Er wordt gewerkt aan een landelijk kader voor basisondersteuning. Zodat het voor alle scholen gelijk is.

Maar soms lukt het de school niet om dit onderwijs te geven. Dan volgt een gesprek met de ouders. Samen
wordt gekeken wat nodig is, wat de school (niet) kan en waar dit eventueel wel mogelijk is.

De school hoeft het niet alleen te doen. De school kan een beroep doen op specialisten om duidelijk te krijgen
wat nodig is. De ondersteuningscoördinator van de school speelt hier een sleutelrol in. En het is mogelijk voor de
school om via het samenwerkingsverband hulp te vragen om mee te kijken (Adviseur Passend Onderwijs).

Samen met ouders wordt gekeken wat een goede vervolgstap is voor de ontwikkeling van de leerling.
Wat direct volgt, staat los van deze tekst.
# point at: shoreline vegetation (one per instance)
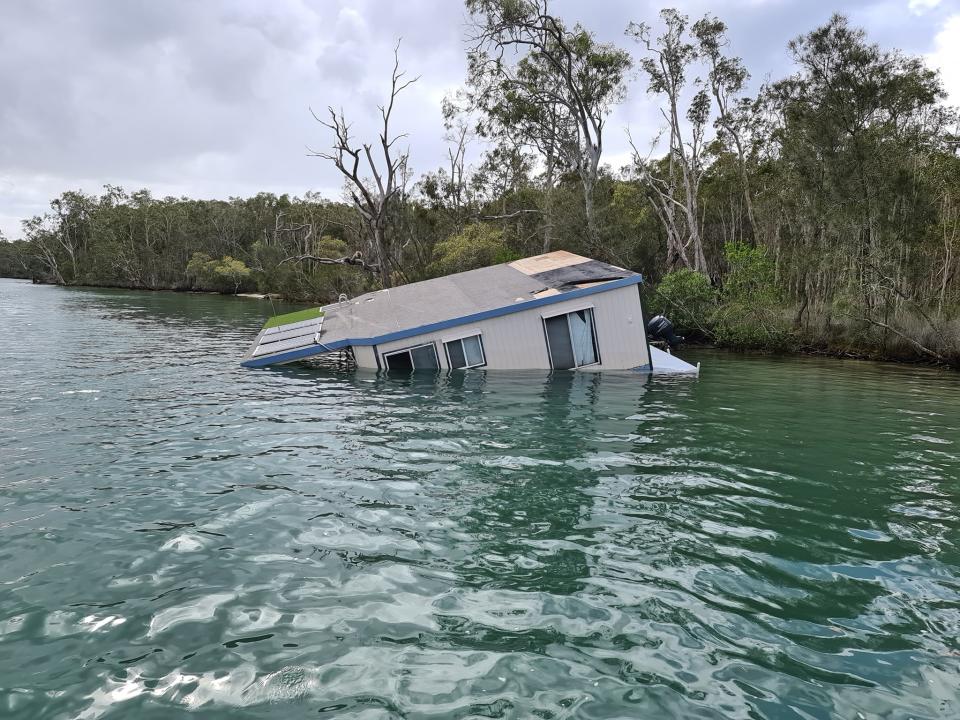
(819, 215)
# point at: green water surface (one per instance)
(180, 537)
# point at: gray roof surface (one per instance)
(430, 301)
(443, 299)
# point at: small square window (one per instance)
(465, 352)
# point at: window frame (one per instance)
(593, 329)
(460, 339)
(409, 350)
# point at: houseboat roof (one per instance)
(417, 308)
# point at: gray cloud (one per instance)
(211, 99)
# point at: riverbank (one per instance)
(346, 544)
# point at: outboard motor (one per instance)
(659, 328)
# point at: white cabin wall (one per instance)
(365, 356)
(516, 341)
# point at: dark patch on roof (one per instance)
(585, 272)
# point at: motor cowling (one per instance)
(660, 328)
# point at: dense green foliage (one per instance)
(822, 213)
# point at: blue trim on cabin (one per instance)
(311, 350)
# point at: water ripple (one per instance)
(778, 539)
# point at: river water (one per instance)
(179, 536)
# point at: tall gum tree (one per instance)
(528, 71)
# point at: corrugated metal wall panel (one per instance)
(516, 341)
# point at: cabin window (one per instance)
(465, 352)
(421, 357)
(572, 340)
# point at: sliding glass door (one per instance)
(572, 340)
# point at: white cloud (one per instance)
(921, 6)
(946, 57)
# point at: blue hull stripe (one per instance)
(309, 351)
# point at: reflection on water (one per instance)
(776, 539)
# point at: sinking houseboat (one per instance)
(557, 311)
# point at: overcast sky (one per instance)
(211, 99)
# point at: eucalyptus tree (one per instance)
(726, 77)
(674, 181)
(856, 127)
(552, 86)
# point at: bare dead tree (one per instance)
(376, 195)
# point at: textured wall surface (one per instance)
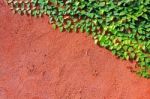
(37, 62)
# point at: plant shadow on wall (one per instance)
(122, 26)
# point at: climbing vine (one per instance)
(122, 26)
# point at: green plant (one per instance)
(122, 26)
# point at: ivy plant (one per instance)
(121, 26)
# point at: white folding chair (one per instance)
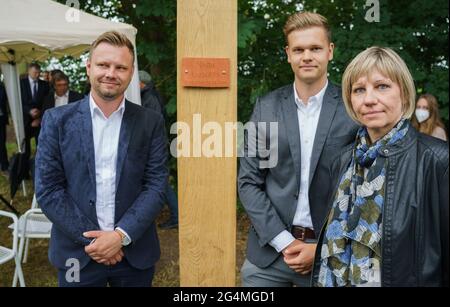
(7, 254)
(32, 225)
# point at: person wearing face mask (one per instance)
(426, 118)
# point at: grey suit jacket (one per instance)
(269, 195)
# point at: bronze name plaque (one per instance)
(205, 72)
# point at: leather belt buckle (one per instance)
(302, 233)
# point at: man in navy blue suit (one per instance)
(101, 175)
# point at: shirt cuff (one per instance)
(124, 232)
(282, 240)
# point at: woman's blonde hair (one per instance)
(433, 121)
(388, 63)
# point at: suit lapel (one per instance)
(87, 138)
(126, 130)
(292, 129)
(329, 104)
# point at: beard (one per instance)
(108, 94)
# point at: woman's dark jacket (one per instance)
(415, 217)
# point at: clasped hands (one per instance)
(299, 256)
(106, 248)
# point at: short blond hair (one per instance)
(388, 63)
(304, 20)
(113, 38)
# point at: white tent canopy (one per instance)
(33, 30)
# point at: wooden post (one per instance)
(207, 185)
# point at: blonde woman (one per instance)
(388, 219)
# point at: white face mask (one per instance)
(422, 115)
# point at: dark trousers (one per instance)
(3, 153)
(30, 132)
(99, 275)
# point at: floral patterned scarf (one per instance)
(352, 239)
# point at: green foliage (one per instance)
(417, 30)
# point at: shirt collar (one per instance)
(95, 109)
(316, 98)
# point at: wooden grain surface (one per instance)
(207, 186)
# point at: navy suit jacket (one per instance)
(66, 189)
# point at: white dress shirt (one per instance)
(308, 117)
(106, 142)
(63, 100)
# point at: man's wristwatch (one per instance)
(124, 239)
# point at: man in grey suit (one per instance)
(286, 202)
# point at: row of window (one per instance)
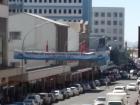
(48, 1)
(103, 22)
(50, 11)
(108, 14)
(115, 31)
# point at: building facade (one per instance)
(108, 22)
(3, 32)
(67, 10)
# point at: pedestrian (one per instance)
(137, 102)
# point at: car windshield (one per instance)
(101, 99)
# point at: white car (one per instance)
(75, 90)
(100, 101)
(58, 94)
(119, 89)
(131, 86)
(138, 80)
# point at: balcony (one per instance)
(3, 11)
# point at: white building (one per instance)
(3, 32)
(108, 22)
(38, 33)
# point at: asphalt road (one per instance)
(88, 98)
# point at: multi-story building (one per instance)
(3, 32)
(107, 22)
(67, 10)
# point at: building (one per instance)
(108, 22)
(67, 10)
(35, 33)
(3, 32)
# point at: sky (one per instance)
(132, 15)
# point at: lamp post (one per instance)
(22, 47)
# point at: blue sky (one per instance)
(132, 15)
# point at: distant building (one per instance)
(108, 23)
(3, 32)
(67, 10)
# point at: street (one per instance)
(88, 98)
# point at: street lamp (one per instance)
(23, 42)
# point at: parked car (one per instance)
(53, 97)
(30, 102)
(100, 101)
(79, 87)
(132, 86)
(70, 92)
(59, 95)
(97, 82)
(75, 90)
(65, 93)
(36, 98)
(19, 103)
(46, 99)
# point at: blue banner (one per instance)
(30, 55)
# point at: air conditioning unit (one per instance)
(15, 64)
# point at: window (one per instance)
(40, 11)
(102, 22)
(35, 10)
(65, 1)
(120, 23)
(102, 14)
(108, 22)
(120, 14)
(59, 10)
(96, 30)
(115, 31)
(54, 11)
(79, 11)
(50, 11)
(96, 22)
(25, 10)
(15, 35)
(102, 30)
(74, 11)
(70, 11)
(115, 14)
(65, 11)
(30, 10)
(96, 14)
(108, 14)
(114, 22)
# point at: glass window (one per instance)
(120, 14)
(70, 11)
(102, 14)
(102, 30)
(115, 14)
(79, 11)
(15, 36)
(54, 11)
(108, 22)
(96, 14)
(108, 14)
(96, 30)
(35, 10)
(50, 10)
(96, 22)
(74, 11)
(114, 22)
(40, 11)
(102, 22)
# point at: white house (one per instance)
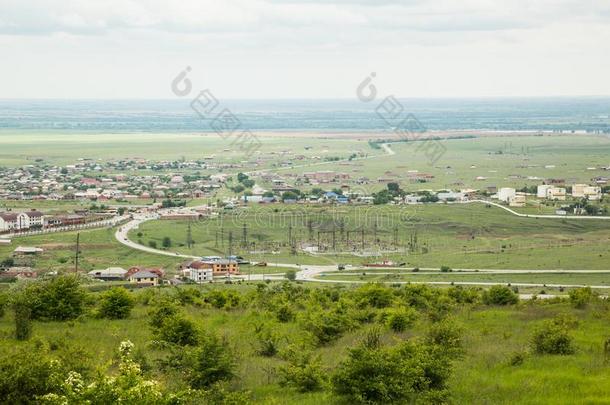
(586, 191)
(542, 190)
(201, 275)
(556, 193)
(506, 194)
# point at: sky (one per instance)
(265, 49)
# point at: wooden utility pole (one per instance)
(244, 236)
(77, 253)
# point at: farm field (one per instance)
(501, 161)
(470, 236)
(510, 372)
(99, 250)
(600, 279)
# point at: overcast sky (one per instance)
(304, 48)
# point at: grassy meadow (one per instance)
(470, 236)
(485, 373)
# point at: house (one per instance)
(111, 273)
(542, 190)
(202, 275)
(144, 278)
(219, 267)
(517, 201)
(556, 193)
(451, 196)
(27, 250)
(586, 191)
(506, 194)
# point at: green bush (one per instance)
(226, 299)
(302, 371)
(500, 295)
(552, 338)
(447, 335)
(327, 326)
(374, 295)
(291, 274)
(400, 319)
(177, 330)
(580, 297)
(404, 373)
(116, 303)
(59, 299)
(209, 363)
(284, 313)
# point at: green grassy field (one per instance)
(602, 279)
(482, 375)
(460, 236)
(99, 250)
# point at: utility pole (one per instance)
(77, 253)
(189, 236)
(244, 237)
(362, 238)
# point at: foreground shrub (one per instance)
(60, 298)
(267, 343)
(400, 319)
(303, 370)
(116, 303)
(128, 387)
(374, 295)
(327, 326)
(580, 297)
(210, 362)
(447, 335)
(500, 295)
(400, 374)
(177, 330)
(26, 374)
(226, 299)
(552, 338)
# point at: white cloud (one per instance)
(304, 48)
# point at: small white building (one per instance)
(586, 191)
(201, 275)
(556, 193)
(542, 190)
(506, 194)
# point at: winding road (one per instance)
(317, 273)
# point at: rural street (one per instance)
(315, 272)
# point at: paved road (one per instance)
(536, 215)
(314, 273)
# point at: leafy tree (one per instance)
(580, 297)
(60, 298)
(399, 374)
(552, 338)
(210, 362)
(116, 303)
(374, 295)
(128, 387)
(400, 319)
(291, 274)
(500, 295)
(177, 330)
(26, 374)
(302, 371)
(284, 313)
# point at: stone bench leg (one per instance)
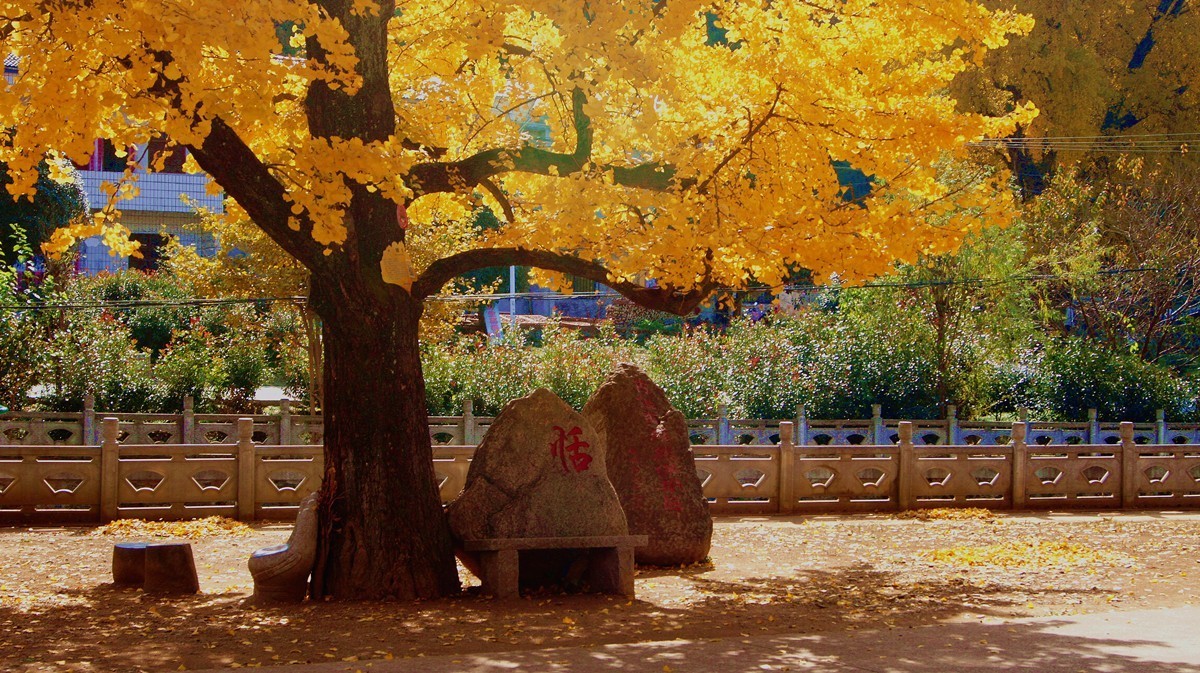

Soms is de
conclusie dat extra ondersteuning nodig is.

Extra ondersteuning wordt gegeven in het voortgezet speciaal onderwijs (vso) en het praktijkonderwijs (PRO).

In het samenwerkingsverband zijn een aantal scholen gespecialiseerd om extra ondersteuning te geven aan
leerlingen. Bijvoorbeeld De Atlas, PRO Emmen en PRO De Nieuwe Veste. En De Springplank en de Thriantaschool. Op
deze scholen werken leerkrachten met speciale kennis, ervaring en tijd om een leerling te begeleiden. Bij de
scholen werken ook deskundigen, die de leerkrachten ondersteunen. Zoals bijvoorbeeld een orthopedagoog. Of
een psycholoog. De groepen zijn vaak iets kleiner dan op een gewone school. Plaatsing op deze scholen kan
alleen als de leerling een toelaatbaarheidsverklaring (TLV) heeft. Zo staat het in de wet. De TLV wordt
aangevraagd door de huidige school.

Wat is praktijkonderwijs of voortgezet speciaal onderwijs?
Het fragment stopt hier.